A recent article published on the Knowledge@Wharton website suggested that the philosophy of Lean could exist along with Innovation. After reading the article I have two questions:
  1. Why would you want them to?
  2. Why put Innovation into a box (like Lean or BPR) when an Innovation system has the ability to change and respond to its surroundings?
The article states "Lean has come to mean an integrated, end-to-end process viewpoint that combines the concepts of waste elimination, just-in time inventory management, built-in quality, and worker involvement -- supported by a cultural focus on problem solving. Can such practical principles be applied to innovation, or would lean's structure and discipline snuff out the creative spark that underlies the birth and development of great ideas? Can lean co-exist with innovation?"

The article suggests that Lean brings structure and predictability to Innovation without sufficiently defining Innovation. Innovation requires a framework within which we generate ideas, experiment and develop new products, services and processes. Such frameworks exist and also provide ways of measuring and monitoring Innovation. In that sense we have structure and predictability within Innovation so we do not need Lean also. The very definition of Lean also implies that the flexibility and adaptability required to change, either in times of crisis or to seize opportunities, may have been engineered out of an organisation.

Those who fully embrace Innovation will understand that Innovation systems evolve and fully embrace such aspects as new ideas of collaborative working, new leadership and organisational models, empowerment and customer engagement.

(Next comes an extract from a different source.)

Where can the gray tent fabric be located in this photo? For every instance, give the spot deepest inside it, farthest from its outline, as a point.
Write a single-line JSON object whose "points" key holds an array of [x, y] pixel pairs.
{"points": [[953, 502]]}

These attributes are not specific to Innovation systems nor are they specific characteristics of Lean.

An Innovation system can exhibit Lean characteristics if necessary, but a Lean system cannot be truly Innovative since there is always be an intellectual overhead in an Innovation system and so the Lean system will become 'non Lean'.

Another contentious topic is that of separating idea from development. It is true that the mix of people that are required during the many phases of Innovation may change, but once more this is a characteristic of Innovation, that things change. In fact, idea and development must be connected. What if the technology to implement an idea does not exist and ideas must be generated in order to put an idea into production? Imagine the first time Silicon wafers were used to produce chips in large numbers. I cannot imagine that those who developed the chips were completely separated from those who developed production processes.

So if Innovation is an end to end process which provides a framework, is adaptable to changing conditions and which can be measured, why would we wish to consider Lean? One possible (and perhaps cynical) answer is that those who promote Lean would lose a possible source of revenue or that they simply do not understand Innovation - after all, it does have ambiguity built in!